Randy:All right, so I'm trying to figure out which path to go. Because I feel like we could do three podcasts right now. One for each of the strategies. Because there's probably so much to from you. Why don't I let you pick the one that you think is going to apply to people here. I personally, I'm intrigued at the idea that you consider someone who's not even paying you, not even using product, a user, because they simply consume your content. But that's just a point within there that I find interesting.  
Kieran:Yeah. I can start off, I can go to two things that I think will be valuable to your audience. Because one of the first things is, okay, well the difficult thing for a company like HubSpot is the numbers just keep growing. So you would look at HubSpot and you'd say, okay, they've been a pretty successful company. They generate millions and millions of visitors. They generate six figure number of leads, a growing number of users, a lot of demands. That's great. And it is great. But then what happens is every year you have to increase that by 30% to 40%. And so you're already utilizing all of the channels you typically think of and you're kind of doing a pretty good job. But you have to figure out how you can either get better in those existing channels or layer on new channels for growth.  

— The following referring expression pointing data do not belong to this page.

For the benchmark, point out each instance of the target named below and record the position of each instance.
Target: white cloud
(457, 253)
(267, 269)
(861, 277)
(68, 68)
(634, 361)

I think regardless of where you are in your kind of marketing journey, you're at either one of those spectrums. You're either, find a channel that fits your product and is working really well and you go all in and that channel or you've kind of hit a peak in a certain channel and you're kind of scrambling around for additional growth. And I can tell you one of the things that has really worked well for us that has historically drove a lot of growth is within how we approach content. We're, not to boast, but we're pretty good at content and search and that inbound kind of go to market. But we could still ... we still found ways to improve upon this last year. And the way we did that is that we kind of separated our content teams into two different places. And we thought, how do we win the minds, hearts and minds, of every SMB and mid-market owner within our space?  
And when you start to pull that problem apart, how we win the minds of these business owners is we create tactical content that teaches them something, helps them solve a problem they have. And when we look at how we win the hearts of those people, we create an emotional connection to something they truly care about it. And we separated the teams into a “mind” search content marketing team. That team is the blogging team and all of the content teams that create tactical content. And that approach is very search driven so that content fits with Google. That's the type of content, it fits with Google. And we only create content that we know has searched a month. Like typically about 80% of the content we create from those teams has existence, search demand and that content is all created through a search editorial calendar. And that editorial calendar is a very scientific process of how we kind of distill down all of these topics we could create content around and then stack them by available search traffic.  
But the “heart's” content team is really thinking about that problem in a very different way. So their channels are different. They're typically social, podcasts, video, the channels that allow you to create a more emotional connection with someone and help someone understand your mission. And that team also have their editorial calendar, but it's kind of built in a different way. It's not search driven, it's based upon the mission of the company, the themes and topics. And taking that approach has really accelerated our success. Over the course of 2018 we blew away all of our record numbers in terms of organic. Our content in the heart section has got a lot better. And that distinction between those two different types of content teams has definitely been something that has helped us improve within an existing channel.  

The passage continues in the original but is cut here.